On the internal surface of the concave formation there are in-the-plane graduation lines 8 and numbers indicative of 2. 5ml and 5ml liquid volume levels. These are formed by co-injection during the moulding process.

The concave formation 4 is moulded at its rim with a inflect 9, as an anti-spill measure.

The cylindrical wall of the socket formation terminates at its free end in a deep wavy edge 10, this edge defining four identical feet 12 with equal spaces between them.

The socket formation 6 is of size to fit snugly over the cylindrical cap 14 which closes the neck of medicine bottle 16, so that there is little risk of the device falling from, and little risk of it being knocked from,

the cap. Removal of the device requires a linear lifting action. However there is no grip between the socket formation 6 and the cap 14 so the latter cannot be used as an aid for the removal of the cap from the bottle. Thus, the child-resistance of the cap is not compromised.

The upper face 18 of the socket formation 6 is convex, corresponding to the shape of the concave formation; the shape of both being defined by a common, curved, wall 20.

The convex upper surface 18 is formed at its peak with a small pip-like projection 22. The projection 22 marks the site of mould-filling. In the finished device it is left.

When the device is pushed onto the bottle cap the contact between the concave formation and the top of the cap is, substantially, point contact, not surface-to-surface contact. This may facilitate removal of the device.

To measure and dispense medicine the device 2 is first lifted from the cap. The cap 14 is then removed from the bottle 16 in the usual way. Liquid medicine is poured from the bottle 16 into the concave formation of the device. During this operation the device may be resting on a horizontal surface,-for example a worktop.

Alternatively, if the user has a steady hand and prefers it, it may be held. Once the liquid has reached the required graduation line it may be placed against and poured into the mouth. Very little liquid medicine should be left in the concave formation and so nothing further is necessary. However if the user does choose to remove any remaining liquid medicine from the surface of the concave formation using mouth parts, for example the upper lip or tongue, this is easy to do.

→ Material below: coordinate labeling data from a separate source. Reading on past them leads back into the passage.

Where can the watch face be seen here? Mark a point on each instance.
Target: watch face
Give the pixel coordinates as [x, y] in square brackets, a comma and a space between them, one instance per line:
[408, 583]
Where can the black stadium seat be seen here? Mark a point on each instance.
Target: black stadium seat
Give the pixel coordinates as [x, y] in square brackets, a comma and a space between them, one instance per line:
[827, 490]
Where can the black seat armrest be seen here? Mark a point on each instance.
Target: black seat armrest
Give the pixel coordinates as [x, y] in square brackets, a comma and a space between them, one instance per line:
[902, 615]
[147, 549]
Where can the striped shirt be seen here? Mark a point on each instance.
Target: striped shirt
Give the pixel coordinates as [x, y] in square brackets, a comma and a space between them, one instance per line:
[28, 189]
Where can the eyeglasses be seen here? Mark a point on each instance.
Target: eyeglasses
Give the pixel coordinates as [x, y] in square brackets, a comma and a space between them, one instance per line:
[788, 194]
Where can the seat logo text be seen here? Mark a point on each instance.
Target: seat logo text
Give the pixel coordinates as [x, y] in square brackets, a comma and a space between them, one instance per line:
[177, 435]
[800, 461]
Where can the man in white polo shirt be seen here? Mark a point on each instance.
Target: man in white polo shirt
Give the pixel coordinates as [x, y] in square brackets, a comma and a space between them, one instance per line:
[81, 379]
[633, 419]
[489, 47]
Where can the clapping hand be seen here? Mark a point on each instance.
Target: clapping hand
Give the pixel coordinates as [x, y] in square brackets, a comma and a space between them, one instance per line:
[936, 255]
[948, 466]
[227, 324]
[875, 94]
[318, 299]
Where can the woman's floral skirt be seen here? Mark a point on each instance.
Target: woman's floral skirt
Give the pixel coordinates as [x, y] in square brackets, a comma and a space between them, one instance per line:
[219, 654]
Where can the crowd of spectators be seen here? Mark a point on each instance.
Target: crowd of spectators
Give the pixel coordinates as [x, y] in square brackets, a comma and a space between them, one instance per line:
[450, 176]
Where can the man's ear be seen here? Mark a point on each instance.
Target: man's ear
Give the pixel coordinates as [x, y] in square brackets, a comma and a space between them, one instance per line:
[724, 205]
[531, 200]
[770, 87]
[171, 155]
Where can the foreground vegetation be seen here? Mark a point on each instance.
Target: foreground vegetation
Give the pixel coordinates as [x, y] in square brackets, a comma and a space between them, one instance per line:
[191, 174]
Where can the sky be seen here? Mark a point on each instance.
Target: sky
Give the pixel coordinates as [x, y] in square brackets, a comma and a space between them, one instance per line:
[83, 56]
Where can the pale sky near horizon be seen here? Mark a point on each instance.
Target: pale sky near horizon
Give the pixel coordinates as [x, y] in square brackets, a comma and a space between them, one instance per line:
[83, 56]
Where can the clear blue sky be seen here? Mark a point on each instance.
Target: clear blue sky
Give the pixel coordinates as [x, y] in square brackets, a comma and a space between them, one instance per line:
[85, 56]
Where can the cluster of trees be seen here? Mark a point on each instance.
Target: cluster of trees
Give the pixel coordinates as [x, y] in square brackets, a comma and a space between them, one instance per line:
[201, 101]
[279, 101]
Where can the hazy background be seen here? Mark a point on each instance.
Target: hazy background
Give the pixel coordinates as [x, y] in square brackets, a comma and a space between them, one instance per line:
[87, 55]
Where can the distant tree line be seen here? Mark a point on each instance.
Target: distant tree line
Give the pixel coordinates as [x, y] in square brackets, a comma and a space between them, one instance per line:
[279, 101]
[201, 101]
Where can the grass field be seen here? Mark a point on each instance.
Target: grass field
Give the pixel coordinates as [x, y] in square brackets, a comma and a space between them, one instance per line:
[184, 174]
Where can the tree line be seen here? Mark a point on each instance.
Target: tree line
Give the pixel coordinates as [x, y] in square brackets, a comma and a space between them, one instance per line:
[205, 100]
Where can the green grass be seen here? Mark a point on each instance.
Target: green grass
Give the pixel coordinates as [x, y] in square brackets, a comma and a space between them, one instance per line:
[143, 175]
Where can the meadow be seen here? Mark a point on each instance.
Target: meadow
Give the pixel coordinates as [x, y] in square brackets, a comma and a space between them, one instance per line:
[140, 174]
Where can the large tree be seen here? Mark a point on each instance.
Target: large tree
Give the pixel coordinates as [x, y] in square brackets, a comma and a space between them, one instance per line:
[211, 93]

The bottle 16 is shown with a special shape but this is not material to the present invention. A bottle of any shape could be used, and of any suitable material, for example glass or plastics.

The second embodiment of measuring and dispensing shown in Fig. 7 is the same as the first embodiment except that it has three feet 12A, not four.

In a third embodiment (not shown) the socket formation ends in a plain edge which is perpendicular to the axis of the socket formation.

In a fourth embodiment (not shown) the concave formation is circular in plan view.

In a fifth embodiment (not shown) the two in-the-plane graduation lines are absent, and instead there are two moulded-in ridges.